Pam Haws, assistant vice president and director of IRP ('83 PhD), and executive assistant Judy Varnell ('88 BA) believe that UTA graduates are apt to be more loyal to the University.
"Knowing that your place of employment is also the seat of your education makes you want to do a better job and make the University look as good as possible so that other people will want to be part of the UTA family, as an employee, student or both," Varnell says.
The family is five strong in the Development Office, the central fundraising arm of the University. Gwen Notestine ('00 BA), who solicits major gifts for the College of Liberal Arts and School of Nursing, says it's rewarding to work side-by-side with the alumni who mentored her as a student.
"We're typical UTA graduates—down to earth, hard-working and playful. We have a sort of work-hard, play-hard mentality that gets the job done with a smile," she says. "That combination creates a sense of confidence in each other that allows us to take every challenge in stride, knowing that the others are equally committed to UTA."
When it comes to raising money for the University, being an alumna is a huge advantage, she says. She has likely shared similar experiences—late nights on the computers at Ransom Hall, napping between classes in the Palo Duro Lounge—with those whose support she's seeking.
"They understand that, like them, I have a place in my heart for UTA," she says, "and that together we can provide those experiences for future Mavericks through our fund-raising efforts."
While it's the Development Office that raises money, it's the business services area that manages it. Many of the folks overseeing UTA's finances are alumni, including Rusty Ward, who was recently appointed interim vice president for business affairs and controller.

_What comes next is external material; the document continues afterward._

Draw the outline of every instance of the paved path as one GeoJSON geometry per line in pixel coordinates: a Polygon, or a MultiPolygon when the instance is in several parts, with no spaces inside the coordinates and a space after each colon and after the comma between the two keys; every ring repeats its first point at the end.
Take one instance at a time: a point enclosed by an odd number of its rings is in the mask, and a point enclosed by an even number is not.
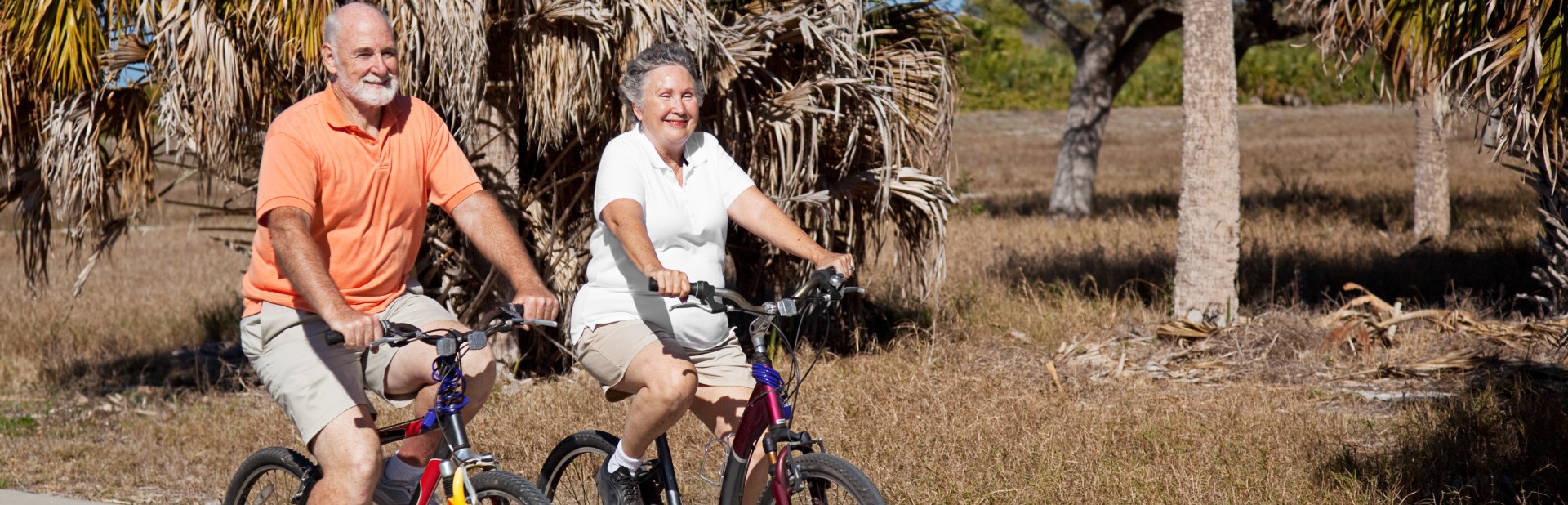
{"type": "Polygon", "coordinates": [[[63,499],[58,496],[42,496],[42,494],[28,494],[20,491],[0,489],[0,505],[100,505],[100,503],[63,499]]]}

Other high-ranking positions staffed by alums include the associate vice president for employee services, assistant vice president for budgets and financial planning, and associate controller for business services. Nearly a dozen graduates occupy director-level positions under the business affairs umbrella.
Linda Criswell ('77 BBA) started working at UTA as a student in 1970. The oft-romanticized tale of a young employee taking a mailroom job and working her way up is actually true for her. She's now the associate controller for accounting services, a position with huge fiscal responsibilities, from safeguarding assets to financial reporting.
In their third year of full-time University employment, husband-andwife Seth and Kerri Ressl can see themselves accumulating longevity comparable to Criswell's. Seth ('00 BA) is program coordinator in Student Activities, and Kerri ('98 BA) is assistant director of alumni programs for the Alumni Association.
"I'm very lucky in that I get to work with current alumni of UTA as well as future alumni," Kerri says. "I feel personally responsible for helping these students realize just how important it is to stay involved with their alma mater, especially to leave a legacy for future students."
Adds Seth: "I received so much from UTA as a student that I want to pass those experiences and opportunities on to current students."
The Ressls represent a growing number of young, gung-ho alumni returning to their alma mater for employment. Some, like Seth, never leave. He began his UTA job right after graduating. Others, like 25-year-old Kaleb Canales ('01 BA), spend a couple of years away before coming back. Canales coached high school basketball for two years before beginning in August as an assistant coach for the men's team.
"I'm so fortunate to be able to fulfill one of my dreams, which was to come back to the University where I graduated and help coach the basketball team," he says. "To be so young and get this opportunity makes me feel blessed."
Those with much more seniority feel the same way.
"I really like this place," says IRP's Stigall. "It's been good to me."
With educating and employing as the criteria, it's been good to a lot of people.